2. "So, for the RFZ we don't need the gap any larger than the width of the panel itself?"
In general yes. But I should point out your RFZ panel is providing two functions. It's primary purpose is to absorb mid to high frequency reflections. A 2" panel mounted flush to the wall will achieve this. It's secondary function can serve to absorb lower frequencies to help control modal response and ringing the same as bass traps but because of placement and lack of foil, paper or plastic on the front, they are not as effective as corner mounted bass traps BUT DO help; especially in smaller near cubic shaped rooms.
The second function is the reason you want to use thicker panels and space them away from the wall. If you choose to space them more than the panel thickness, I would suggest experiment with measurements to see what spacing is optimum due to tradeoffs.
But seeing that I got 2 side panels in my RFZ the ceiling panel will provide more LF absorbtion if I have a larger gap.
I also have always wanted to ask, how to figure out how to know the cause or solution to dips and peaks in the frequency zone? Even bass suck outs, it seems there isn't a book handy which explains problems at a certain frequency. I have seen Hexpa and you explain quite a few of them with two concepts always being the same, more panels and panels at the spot where room modes occur.
My question is based on, is there any more solutions? If so perhaps a book that dissects all the frequency problems. And what is the best way to find out where room modes are?
Hexpa's comment below
"130Hz, C3, has the wavelength of your ceiling height. Your 460cm dimension is just 8Hz, or 68cm away from C2 (527.47cm). Whenever you have same and double dimensions, you're bound to have modal (antinode) buildup where they line up.
If you want to tame that range, treat those dimensions more - probably the ceiling is easier. Also, your 340cm dimension's 3/4 wavelength matches that of your 260cm ceiling. Therefore, you can treat that one a bit less in order to take advantage of the nulling effect at that frequency. I've done this in my room and it works."
Where can i study this phenomenon to understand better is there a write up anywhere? Or any more issues like these that occur that we need to understand?
I'm just glancing over this thread but I understand your question to be about SPL response at your listening position. To me, this is mostly about placement. Placement includes where your listening position itself, your speakers and your treatment, and even your room's dimensions.
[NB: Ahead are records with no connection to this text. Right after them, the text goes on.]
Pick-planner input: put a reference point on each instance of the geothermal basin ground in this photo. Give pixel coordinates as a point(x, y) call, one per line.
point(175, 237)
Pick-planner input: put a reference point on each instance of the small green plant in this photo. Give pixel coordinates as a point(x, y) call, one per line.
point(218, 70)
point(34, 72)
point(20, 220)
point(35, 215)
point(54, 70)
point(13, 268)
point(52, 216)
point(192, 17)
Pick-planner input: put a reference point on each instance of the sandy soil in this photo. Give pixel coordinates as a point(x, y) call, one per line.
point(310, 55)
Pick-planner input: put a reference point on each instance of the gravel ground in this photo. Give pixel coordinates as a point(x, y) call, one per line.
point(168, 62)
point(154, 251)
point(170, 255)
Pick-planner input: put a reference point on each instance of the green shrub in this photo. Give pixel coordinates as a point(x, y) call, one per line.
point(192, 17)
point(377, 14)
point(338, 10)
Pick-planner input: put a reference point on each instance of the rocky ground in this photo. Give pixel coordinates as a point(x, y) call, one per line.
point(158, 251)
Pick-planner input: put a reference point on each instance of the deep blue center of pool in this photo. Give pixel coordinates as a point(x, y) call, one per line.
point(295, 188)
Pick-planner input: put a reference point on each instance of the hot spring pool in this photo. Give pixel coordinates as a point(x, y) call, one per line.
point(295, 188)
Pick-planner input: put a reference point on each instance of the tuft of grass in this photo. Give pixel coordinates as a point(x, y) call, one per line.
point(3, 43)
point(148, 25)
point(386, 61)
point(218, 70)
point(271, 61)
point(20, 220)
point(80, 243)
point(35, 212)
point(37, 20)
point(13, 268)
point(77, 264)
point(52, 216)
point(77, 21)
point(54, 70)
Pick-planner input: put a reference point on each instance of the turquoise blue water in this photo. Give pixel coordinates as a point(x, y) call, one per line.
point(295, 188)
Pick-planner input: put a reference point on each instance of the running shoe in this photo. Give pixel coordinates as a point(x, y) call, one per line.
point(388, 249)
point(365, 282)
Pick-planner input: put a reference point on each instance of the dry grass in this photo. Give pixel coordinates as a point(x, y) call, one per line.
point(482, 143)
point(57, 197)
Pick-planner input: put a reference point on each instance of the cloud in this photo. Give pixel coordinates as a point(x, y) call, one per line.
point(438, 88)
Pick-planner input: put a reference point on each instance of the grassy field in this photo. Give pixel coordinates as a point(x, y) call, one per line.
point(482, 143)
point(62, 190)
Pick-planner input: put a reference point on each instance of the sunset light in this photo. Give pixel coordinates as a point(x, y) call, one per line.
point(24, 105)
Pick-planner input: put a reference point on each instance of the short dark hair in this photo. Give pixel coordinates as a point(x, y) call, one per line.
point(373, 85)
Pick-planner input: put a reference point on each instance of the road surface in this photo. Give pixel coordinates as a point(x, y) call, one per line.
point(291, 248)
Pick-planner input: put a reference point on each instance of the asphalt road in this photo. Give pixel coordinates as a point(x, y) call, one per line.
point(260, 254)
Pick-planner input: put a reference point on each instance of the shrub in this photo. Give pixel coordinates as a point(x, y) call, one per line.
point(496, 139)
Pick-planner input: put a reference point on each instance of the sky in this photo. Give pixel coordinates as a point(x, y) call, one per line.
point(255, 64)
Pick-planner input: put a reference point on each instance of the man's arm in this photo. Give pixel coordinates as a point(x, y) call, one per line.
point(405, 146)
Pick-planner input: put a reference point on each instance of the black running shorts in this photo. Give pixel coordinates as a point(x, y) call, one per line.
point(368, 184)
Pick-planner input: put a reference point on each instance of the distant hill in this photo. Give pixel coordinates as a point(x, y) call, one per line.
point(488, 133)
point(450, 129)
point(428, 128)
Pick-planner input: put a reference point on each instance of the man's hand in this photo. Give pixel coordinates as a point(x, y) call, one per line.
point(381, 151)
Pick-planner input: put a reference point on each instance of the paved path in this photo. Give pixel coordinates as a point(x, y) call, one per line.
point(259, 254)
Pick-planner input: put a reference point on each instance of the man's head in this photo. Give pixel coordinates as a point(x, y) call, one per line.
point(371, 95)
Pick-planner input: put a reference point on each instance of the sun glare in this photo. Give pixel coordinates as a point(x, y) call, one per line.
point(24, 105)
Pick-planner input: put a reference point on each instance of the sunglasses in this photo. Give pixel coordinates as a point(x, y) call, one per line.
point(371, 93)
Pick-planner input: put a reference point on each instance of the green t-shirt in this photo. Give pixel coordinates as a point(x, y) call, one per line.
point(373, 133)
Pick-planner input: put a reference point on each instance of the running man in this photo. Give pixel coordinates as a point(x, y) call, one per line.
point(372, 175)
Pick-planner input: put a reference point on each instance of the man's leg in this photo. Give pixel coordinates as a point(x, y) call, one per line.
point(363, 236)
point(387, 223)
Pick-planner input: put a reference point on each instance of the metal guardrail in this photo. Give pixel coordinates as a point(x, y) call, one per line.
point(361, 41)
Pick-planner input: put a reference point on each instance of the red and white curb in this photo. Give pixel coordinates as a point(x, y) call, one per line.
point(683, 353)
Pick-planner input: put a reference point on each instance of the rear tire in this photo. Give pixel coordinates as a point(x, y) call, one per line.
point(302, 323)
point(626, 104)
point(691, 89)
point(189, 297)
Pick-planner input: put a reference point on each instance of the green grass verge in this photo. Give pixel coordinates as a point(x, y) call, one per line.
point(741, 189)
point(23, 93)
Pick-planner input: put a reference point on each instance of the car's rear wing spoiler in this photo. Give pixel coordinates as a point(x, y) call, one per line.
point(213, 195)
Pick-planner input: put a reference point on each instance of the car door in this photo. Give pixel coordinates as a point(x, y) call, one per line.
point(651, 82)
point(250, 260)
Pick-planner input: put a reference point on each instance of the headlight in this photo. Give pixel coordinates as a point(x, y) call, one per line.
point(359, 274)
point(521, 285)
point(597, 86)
There are many - perhaps thousands - of reflections of any given sound in a typical bedroom space. However, below the Schroeder Frequency, your room acts like a resonator - similar to blowing in a glass bottle - and it's less about reflections and more about standing waves. The combination of reflections, standing waves, and direct signal make up your SPL at any given point.
While there are a few orders of modes: axial, tangential and oblique, the axial modes are the primary movers of that squiggly line we obsess about. The knowledge of how to calculate these is widely available. You also need to analyze for speaker-boundary interference (speaker placement) and listener-boundary interference (stuff between you and the speakers or within about 10' from you). The sum of these two factors dictates, along with your room's dimensions, where to put your auxiliary treatment.
Long story short, you first measure the physical boundaries of your room. The more rectangular it is, the easier. From there, you predict peaks and nulls at the respective frequencies. Once everything is in but without treatment, take a measurement and see how you're faring. Begin installing treatment, measuring as you go. Once you've got a baseline installation established, measure again and see whether your predictions are manifest or if new surprises have popped up. Determine the cause of any problems using frequency-to-wavelength conversion minding that halves and wholes create peaks and odd quarters create nulls. It's really not that hard once you do it a few times. Just make sure to think it through. I'm not sure where you can learn this since I just started doing it here based on the information I picked up and a desire to optimize the value of my resources. I'll be making more videos on these topics so I'll let you know when it's up.